Posted at 06:05PM Jul 25, 2007 [permalink/trackback] by Henry Story in SemWeb | Comments[0]
foaf and openid
My Sun OpenId is helping me use many services I would not have used before. For example I have started using DZone which is a service like DIGG in that it allows one to vote for interesting stories on the web. But unlike DIGG, I don't have to go through the rigmarole of setting up a new account, waiting for an email, replying to the email, remembering one more password which I have to look up in my keychain anyway, etc, etc...
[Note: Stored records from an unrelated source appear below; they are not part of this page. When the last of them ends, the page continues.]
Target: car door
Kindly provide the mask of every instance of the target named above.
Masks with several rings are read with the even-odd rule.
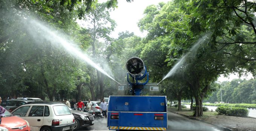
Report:
[[[26,117],[32,131],[39,131],[44,122],[44,106],[33,105]]]
[[[12,113],[15,116],[26,120],[26,116],[27,115],[30,108],[30,106],[20,107],[12,112]]]

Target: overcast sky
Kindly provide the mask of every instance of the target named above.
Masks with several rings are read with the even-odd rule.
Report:
[[[111,36],[117,38],[118,33],[126,30],[130,32],[134,32],[136,36],[143,37],[146,33],[140,31],[137,23],[140,19],[143,17],[143,13],[146,7],[151,4],[157,4],[159,2],[166,3],[169,0],[134,0],[133,2],[128,3],[125,0],[118,0],[117,8],[116,8],[110,13],[111,17],[114,19],[117,24],[114,31],[111,34]],[[105,0],[99,0],[99,2],[106,1]],[[243,76],[241,79],[248,79],[252,77],[251,74],[248,76]],[[231,80],[233,79],[238,79],[237,75],[232,74],[228,77],[224,77],[222,75],[218,79],[222,82],[225,80]]]

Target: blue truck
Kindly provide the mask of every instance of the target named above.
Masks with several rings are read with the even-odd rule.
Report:
[[[109,129],[166,130],[168,128],[166,96],[140,95],[148,81],[148,73],[140,59],[130,59],[126,63],[126,69],[130,95],[109,97]],[[132,82],[129,80],[129,75]],[[145,82],[139,82],[146,76]]]

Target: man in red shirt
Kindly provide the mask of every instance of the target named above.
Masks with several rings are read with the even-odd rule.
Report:
[[[79,99],[79,101],[76,104],[77,106],[77,110],[78,110],[82,111],[82,109],[84,107],[84,104],[81,101],[81,99]]]

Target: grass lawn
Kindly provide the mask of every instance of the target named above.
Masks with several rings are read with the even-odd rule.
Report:
[[[189,108],[182,108],[181,111],[178,111],[178,108],[175,107],[174,106],[171,107],[168,107],[167,109],[168,110],[177,112],[190,116],[192,116],[194,113],[194,111],[190,110],[190,109]],[[212,112],[210,110],[204,112],[203,113],[204,114],[203,116],[201,117],[202,119],[218,116],[218,113],[213,111]]]

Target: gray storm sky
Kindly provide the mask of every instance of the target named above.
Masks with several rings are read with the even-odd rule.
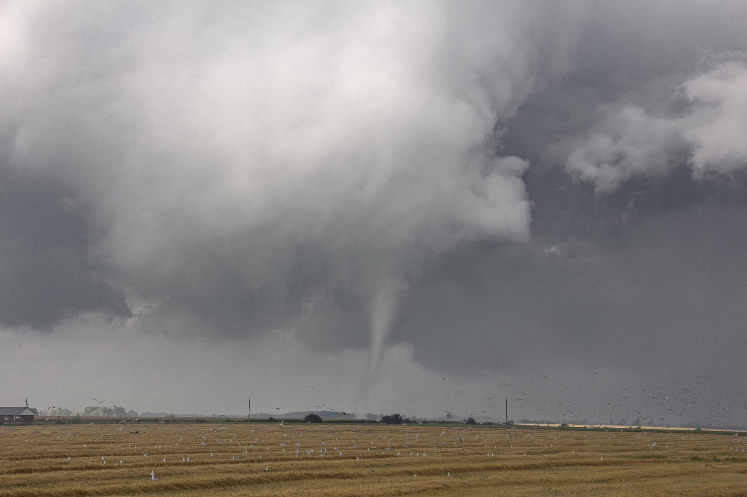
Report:
[[[746,32],[737,1],[0,3],[0,404],[607,422],[649,385],[747,425]]]

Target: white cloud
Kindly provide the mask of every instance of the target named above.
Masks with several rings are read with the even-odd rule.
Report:
[[[492,140],[567,66],[572,9],[87,8],[17,9],[25,55],[0,66],[0,124],[16,167],[91,206],[131,298],[199,296],[204,257],[282,293],[300,248],[371,296],[380,274],[459,244],[527,239],[527,163]],[[562,36],[546,28],[558,15]]]
[[[675,95],[689,108],[675,118],[633,104],[607,109],[575,142],[568,169],[604,193],[635,175],[664,176],[685,162],[696,178],[747,167],[747,63],[723,62]]]

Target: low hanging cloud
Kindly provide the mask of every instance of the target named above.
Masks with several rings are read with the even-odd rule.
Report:
[[[687,163],[697,178],[747,168],[747,63],[721,62],[682,83],[672,98],[686,110],[657,116],[628,104],[606,106],[604,118],[573,146],[566,167],[608,193],[636,175],[661,177]]]
[[[4,167],[69,193],[100,277],[166,329],[380,348],[421,267],[528,240],[496,136],[568,70],[576,4],[7,2]]]

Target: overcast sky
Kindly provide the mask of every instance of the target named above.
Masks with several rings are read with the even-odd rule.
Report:
[[[746,32],[742,0],[3,1],[0,404],[609,421],[708,378],[746,425]]]

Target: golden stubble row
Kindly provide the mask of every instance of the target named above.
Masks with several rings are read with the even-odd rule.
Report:
[[[568,495],[605,489],[667,495],[677,488],[685,493],[672,495],[736,496],[747,484],[746,446],[744,438],[725,434],[480,425],[6,427],[0,430],[0,497],[272,496],[302,490],[307,495],[491,490],[532,495],[527,493],[547,488]],[[714,494],[719,489],[723,493]]]

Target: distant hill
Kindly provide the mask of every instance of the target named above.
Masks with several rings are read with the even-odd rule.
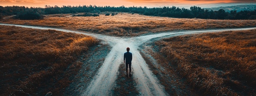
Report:
[[[225,10],[226,12],[230,12],[232,10],[236,10],[237,12],[241,11],[253,11],[256,9],[256,4],[255,5],[240,5],[228,7],[217,7],[204,8],[204,9],[209,10],[218,11],[220,9]]]

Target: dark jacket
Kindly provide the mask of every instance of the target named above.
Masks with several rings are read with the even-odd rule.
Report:
[[[126,63],[132,63],[132,55],[130,52],[127,52],[124,53],[124,61],[125,60]]]

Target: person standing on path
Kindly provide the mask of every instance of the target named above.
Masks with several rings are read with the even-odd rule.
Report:
[[[128,65],[129,65],[129,68],[130,70],[130,74],[129,76],[131,76],[131,66],[132,65],[132,53],[129,52],[130,51],[130,48],[127,47],[126,48],[127,52],[124,53],[124,63],[125,63],[126,67],[126,77],[128,77]]]

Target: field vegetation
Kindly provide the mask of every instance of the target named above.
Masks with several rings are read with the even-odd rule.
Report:
[[[162,66],[171,72],[165,75],[172,76],[175,72],[199,94],[255,96],[256,32],[252,30],[185,35],[155,44],[164,56],[159,61],[168,62],[160,62]]]
[[[67,14],[45,16],[44,20],[5,19],[0,23],[47,26],[117,36],[177,30],[255,27],[255,20],[220,20],[153,17],[121,13],[112,16],[72,17]],[[63,17],[64,16],[64,17]]]
[[[61,95],[99,41],[83,35],[0,26],[1,96]]]

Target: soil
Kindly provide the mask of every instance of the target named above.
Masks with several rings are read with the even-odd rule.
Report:
[[[130,48],[130,52],[132,54],[133,57],[132,63],[132,78],[129,79],[133,79],[135,83],[134,85],[132,84],[130,85],[134,85],[134,88],[136,89],[134,92],[137,92],[137,93],[139,93],[134,94],[138,96],[194,94],[193,92],[191,92],[193,91],[189,90],[189,88],[184,83],[183,83],[182,79],[179,78],[176,74],[163,78],[164,74],[162,73],[164,73],[163,72],[165,71],[165,69],[158,65],[158,64],[161,63],[159,63],[160,62],[159,60],[154,59],[157,57],[151,56],[154,55],[153,53],[156,51],[153,49],[152,49],[152,47],[153,46],[150,45],[153,45],[155,41],[177,36],[256,28],[179,31],[150,33],[135,37],[117,37],[56,28],[2,24],[0,24],[0,25],[72,32],[91,36],[102,40],[101,45],[92,48],[92,53],[90,54],[85,54],[83,56],[81,57],[79,62],[84,64],[82,68],[76,78],[74,78],[73,82],[70,86],[65,89],[67,91],[66,95],[83,96],[119,94],[113,92],[113,90],[120,86],[120,84],[117,84],[117,82],[123,80],[120,79],[120,77],[118,76],[119,74],[120,74],[120,71],[119,71],[119,69],[123,69],[122,67],[119,66],[120,65],[124,65],[123,55],[126,52],[127,47]],[[153,54],[149,54],[150,52]],[[145,56],[142,54],[146,56]],[[144,59],[146,58],[150,60],[147,60],[147,62]],[[149,65],[146,62],[148,63],[152,62],[153,64]],[[154,67],[157,68],[153,68]],[[157,73],[156,71],[161,72],[156,74],[156,73]],[[157,74],[157,76],[155,74]],[[163,80],[163,78],[168,80],[169,80],[168,82],[171,83],[171,89],[166,89],[166,87],[165,88],[163,85],[164,84],[160,81]],[[168,92],[166,92],[166,90]],[[168,90],[171,90],[171,92]]]

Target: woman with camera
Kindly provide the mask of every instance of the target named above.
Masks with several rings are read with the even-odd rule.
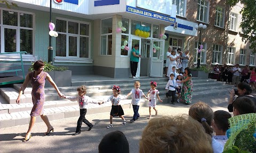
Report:
[[[237,85],[237,90],[232,90],[229,92],[230,93],[230,98],[228,101],[228,111],[229,112],[233,112],[233,102],[240,97],[245,96],[253,101],[255,106],[254,109],[254,112],[256,112],[256,98],[251,94],[252,92],[252,88],[248,84],[244,82],[238,84]],[[235,95],[238,96],[234,100]]]

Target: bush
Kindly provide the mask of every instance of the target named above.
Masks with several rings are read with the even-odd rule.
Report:
[[[46,61],[43,61],[44,63],[44,71],[45,72],[50,72],[52,71],[63,71],[68,70],[67,67],[57,67],[53,66],[52,64],[52,62],[48,62]],[[34,70],[33,65],[35,62],[33,62],[32,65],[31,65],[30,67],[28,69],[29,71],[32,71]]]

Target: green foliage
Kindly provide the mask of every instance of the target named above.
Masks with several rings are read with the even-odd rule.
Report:
[[[32,63],[30,67],[28,69],[28,71],[32,71],[34,70],[34,68],[33,68],[34,63],[34,62]],[[54,66],[52,64],[52,62],[44,61],[44,71],[45,71],[45,72],[50,72],[52,71],[66,71],[68,70],[68,68],[67,67]]]
[[[228,0],[231,6],[235,6],[238,2],[244,5],[240,13],[242,15],[242,21],[240,24],[242,28],[242,40],[251,43],[250,49],[256,52],[256,2],[255,0]]]
[[[198,70],[198,71],[204,71],[206,73],[209,73],[211,72],[211,69],[208,68],[206,66],[202,66],[201,65],[199,68],[198,68],[197,67],[193,68],[191,69],[191,70]]]

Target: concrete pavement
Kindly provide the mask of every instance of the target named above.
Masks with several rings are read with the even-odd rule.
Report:
[[[193,99],[193,103],[202,101],[208,103],[214,111],[227,110],[228,91],[227,94],[200,99]],[[170,98],[169,98],[170,99]],[[157,109],[158,116],[188,114],[190,106],[175,103],[175,105],[158,102]],[[124,110],[125,118],[130,120],[133,115],[132,108]],[[110,112],[110,110],[109,110]],[[46,131],[44,123],[36,123],[33,130],[31,139],[26,143],[22,142],[28,128],[28,125],[16,126],[0,128],[0,146],[1,152],[98,152],[98,146],[102,137],[110,131],[119,130],[126,135],[130,144],[130,152],[138,152],[139,140],[143,129],[147,125],[148,119],[148,107],[143,103],[140,107],[141,117],[134,123],[127,122],[126,125],[122,125],[122,119],[114,119],[113,128],[107,129],[109,124],[109,112],[86,116],[86,119],[94,126],[87,131],[87,127],[82,124],[82,132],[77,136],[71,135],[75,131],[79,116],[51,122],[54,127],[54,132],[47,136],[43,134]],[[152,114],[155,112],[152,110]],[[153,117],[155,117],[153,116]]]

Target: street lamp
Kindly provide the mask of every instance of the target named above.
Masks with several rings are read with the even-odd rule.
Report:
[[[206,25],[203,25],[202,23],[199,24],[199,25],[195,26],[195,28],[197,30],[198,29],[199,31],[199,45],[198,45],[198,50],[200,49],[200,45],[201,45],[201,30],[202,29],[205,29],[207,28]],[[201,62],[201,53],[198,52],[197,55],[197,68],[199,68],[200,67],[200,62]]]

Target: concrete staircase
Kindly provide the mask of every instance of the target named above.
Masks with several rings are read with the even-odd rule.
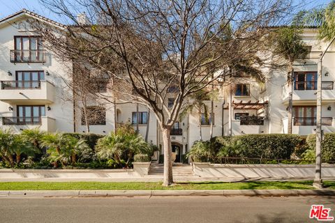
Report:
[[[164,167],[163,164],[151,164],[149,175],[161,175],[163,176]],[[173,176],[176,178],[193,177],[194,176],[192,166],[182,163],[172,163]]]

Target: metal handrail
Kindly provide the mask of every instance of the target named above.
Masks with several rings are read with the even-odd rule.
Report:
[[[45,63],[47,54],[45,49],[12,49],[10,50],[11,63]]]
[[[40,89],[40,81],[1,81],[1,89]]]
[[[3,125],[40,125],[42,121],[38,117],[2,117]]]

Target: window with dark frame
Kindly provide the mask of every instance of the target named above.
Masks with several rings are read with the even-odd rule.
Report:
[[[174,103],[174,98],[168,98],[168,108],[171,109]]]
[[[317,72],[295,72],[295,90],[316,90],[318,88]]]
[[[137,124],[137,112],[132,112],[131,123],[133,125]],[[148,112],[138,112],[138,124],[144,125],[148,123]]]
[[[15,62],[40,62],[45,60],[40,36],[15,36],[14,48]]]
[[[106,125],[106,109],[100,106],[89,106],[86,109],[87,121],[89,125]],[[82,109],[82,125],[85,125],[85,115]]]
[[[249,96],[250,86],[248,84],[235,84],[235,96]]]
[[[316,106],[294,106],[295,125],[315,125]]]
[[[248,113],[235,113],[235,120],[241,120],[241,116],[248,116]]]
[[[206,120],[206,117],[204,116],[204,113],[201,114],[201,125],[211,125],[211,114],[209,114],[207,116],[208,120]],[[213,125],[214,125],[214,120],[215,120],[215,115],[213,114]]]

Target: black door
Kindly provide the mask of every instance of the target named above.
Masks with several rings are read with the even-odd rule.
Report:
[[[177,145],[172,145],[172,153],[176,153],[176,160],[174,162],[180,162],[180,157],[181,153],[181,150],[179,146]]]

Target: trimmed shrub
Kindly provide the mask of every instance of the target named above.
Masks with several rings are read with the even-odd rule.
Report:
[[[147,154],[136,154],[134,155],[134,162],[150,162],[151,159],[149,157]]]
[[[315,158],[316,135],[309,134],[306,139],[308,150],[304,154],[304,158]],[[335,133],[326,133],[322,141],[322,162],[335,160]]]
[[[92,149],[94,149],[98,139],[105,137],[104,135],[94,133],[64,132],[63,134],[69,135],[78,139],[84,139],[86,141],[86,144]]]
[[[304,140],[295,134],[216,137],[209,141],[195,142],[188,155],[198,162],[214,161],[220,157],[288,160],[303,146]]]

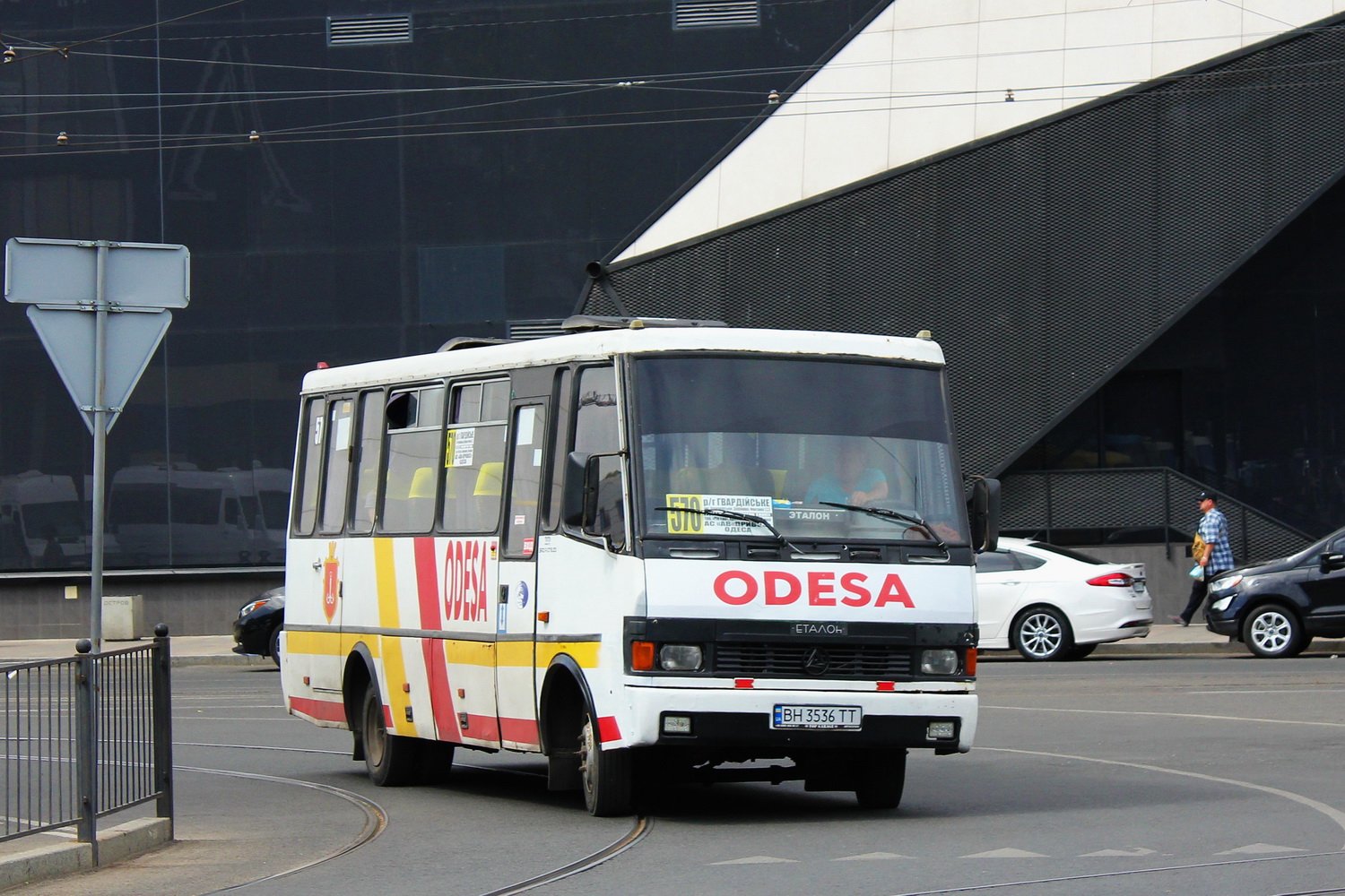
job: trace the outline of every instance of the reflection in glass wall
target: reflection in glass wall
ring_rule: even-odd
[[[305,371],[566,316],[584,265],[869,12],[763,0],[763,24],[674,30],[650,4],[414,0],[408,40],[339,46],[350,4],[3,5],[0,240],[191,250],[191,304],[109,439],[122,568],[280,563]],[[687,71],[724,74],[671,105],[555,87]],[[0,572],[87,567],[91,439],[7,304],[0,382]]]

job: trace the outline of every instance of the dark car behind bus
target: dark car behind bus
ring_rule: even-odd
[[[1345,529],[1298,553],[1209,583],[1205,626],[1258,657],[1294,657],[1313,638],[1345,637]]]

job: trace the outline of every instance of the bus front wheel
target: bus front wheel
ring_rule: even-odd
[[[854,797],[861,809],[896,809],[907,787],[907,751],[874,750],[859,760]]]
[[[580,780],[590,815],[628,815],[633,805],[635,767],[629,750],[603,750],[597,720],[584,713],[580,728]]]
[[[364,746],[364,767],[369,779],[379,787],[401,787],[412,783],[420,771],[421,742],[389,733],[383,717],[383,699],[373,681],[364,689],[360,712],[360,739]]]

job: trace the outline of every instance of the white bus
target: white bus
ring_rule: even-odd
[[[542,754],[597,815],[655,778],[894,807],[908,750],[970,750],[998,496],[968,523],[940,348],[577,325],[304,377],[289,712],[378,785]]]

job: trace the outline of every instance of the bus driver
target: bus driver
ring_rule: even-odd
[[[865,466],[863,454],[863,442],[843,442],[837,451],[837,472],[814,481],[803,504],[816,506],[831,501],[868,506],[888,497],[888,477],[877,467]]]

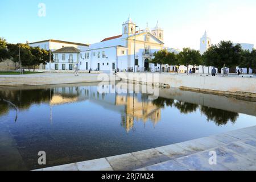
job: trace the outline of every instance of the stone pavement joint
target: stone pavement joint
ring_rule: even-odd
[[[210,164],[212,152],[216,164]],[[256,171],[256,126],[168,146],[36,171]]]

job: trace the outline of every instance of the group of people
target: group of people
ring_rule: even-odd
[[[241,69],[237,69],[237,75],[242,75],[242,74],[243,74],[243,69],[241,68]]]

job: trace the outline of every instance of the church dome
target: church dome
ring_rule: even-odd
[[[125,22],[124,23],[124,24],[127,24],[127,23],[135,24],[135,23],[133,22],[133,20],[131,20],[131,18],[130,17],[130,15],[129,15],[129,17],[128,17],[128,19],[127,19],[127,20],[126,20],[126,22]]]
[[[156,23],[156,25],[155,26],[155,28],[154,28],[152,30],[162,30],[159,26],[158,26],[158,21]]]

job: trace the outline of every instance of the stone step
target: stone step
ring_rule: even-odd
[[[171,160],[139,168],[135,171],[256,170],[255,127],[210,138],[217,138],[224,142],[212,148],[180,158],[174,158]],[[195,141],[207,140],[209,140],[209,138],[199,139]],[[177,145],[185,146],[183,142]],[[166,148],[167,147],[163,147]],[[171,146],[168,148],[171,149]],[[216,158],[213,156],[213,155],[216,155]]]
[[[209,163],[213,154],[217,156],[216,165]],[[255,164],[256,126],[139,152],[39,170],[256,170]]]

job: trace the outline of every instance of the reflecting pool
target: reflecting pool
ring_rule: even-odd
[[[1,88],[0,169],[107,157],[256,125],[255,102],[174,88],[159,94],[100,93],[97,84]],[[38,163],[40,151],[46,166]]]

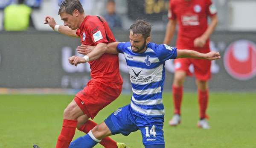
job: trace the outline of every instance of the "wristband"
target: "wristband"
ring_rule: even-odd
[[[90,59],[89,59],[89,57],[87,55],[84,55],[83,57],[83,58],[85,59],[85,61],[86,62],[88,62],[90,61]]]
[[[54,26],[54,30],[55,30],[55,31],[58,32],[58,28],[59,27],[60,27],[60,26],[59,25],[58,25],[58,24],[55,25],[55,26]]]

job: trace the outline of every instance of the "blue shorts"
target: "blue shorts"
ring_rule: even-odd
[[[118,109],[105,121],[113,135],[130,133],[140,130],[145,148],[164,148],[163,117],[145,116],[131,108],[130,104]]]

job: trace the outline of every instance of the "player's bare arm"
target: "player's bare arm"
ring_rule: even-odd
[[[108,49],[106,51],[106,53],[116,54],[118,53],[118,52],[116,50],[116,46],[120,42],[113,42],[108,44],[107,46]],[[83,55],[87,55],[91,52],[95,47],[95,46],[81,45],[80,46],[77,46],[76,50],[78,52]]]
[[[69,62],[76,66],[78,64],[85,63],[95,60],[100,57],[107,51],[107,44],[100,43],[97,44],[94,49],[83,57],[73,55],[69,58]]]
[[[219,52],[215,51],[212,51],[207,53],[202,53],[191,50],[177,49],[177,56],[176,58],[185,58],[214,60],[221,58],[221,55]]]
[[[119,53],[116,49],[116,47],[120,42],[116,42],[110,43],[107,46],[107,49],[106,53],[111,54],[117,54]]]
[[[211,23],[207,29],[202,35],[196,38],[194,41],[194,45],[195,47],[202,47],[204,46],[206,41],[209,38],[218,23],[218,17],[215,15],[211,17]]]
[[[44,18],[44,24],[48,24],[52,29],[55,30],[55,27],[57,23],[53,17],[49,16],[47,16]],[[69,36],[79,38],[76,34],[76,30],[73,30],[67,26],[63,25],[60,25],[58,27],[58,32],[62,34],[67,35]]]
[[[169,20],[166,26],[165,37],[163,40],[163,44],[169,44],[172,40],[176,29],[177,23],[177,20]]]

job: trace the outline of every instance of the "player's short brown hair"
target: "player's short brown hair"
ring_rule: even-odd
[[[60,9],[58,15],[62,12],[66,12],[70,15],[73,15],[75,10],[77,10],[81,14],[84,12],[84,9],[79,0],[62,0],[61,3],[59,5]]]
[[[152,25],[150,23],[143,20],[137,20],[134,24],[130,27],[130,30],[134,34],[142,34],[145,39],[150,36]]]

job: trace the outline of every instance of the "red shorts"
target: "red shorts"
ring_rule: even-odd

From my short experience I have identified some simple ways one can improve the user experience. Currently for example all the server knows about me is my openId URL. That makes for an impersonal experience, as you can see from this comment I posted:
Luckily there is an obvious and easy fix to this. My openid http://openid.sun.com/bblfish should not just return a representation that contains a link to the openid server
<link rel="openid.server" href="https://openid.sun.com/openid/service" />but also a link to a representation that contains more information about me, which would be my foaf file. This could be done very simply by growing the header of my openid html by one line, as specified by the foaf FAQ:
<link rel="openid.server" href="https://openid.sun.com/openid/service" /> <link rel="meta" type="application/rdf+xml" title="FOAF" href="http://bblfish.net/people/henry/card"/>which is what videntity.org has been doing since 2005 [1], and openid.org has been providing since early July [2]. Now all that would be needed then is for dzone to read the foaf file pointed to, and extract the name relation, email and logo from the person described in the foaf file with the same openid. This could be done with a simple SPARQL query such as
PREFIX foaf: <http://xmlns.com/foaf/0.1/>
SELECT ?mbox ?logo ?nick
WHERE {
?p foaf:openid <http://openid.sun.com/bblfish>.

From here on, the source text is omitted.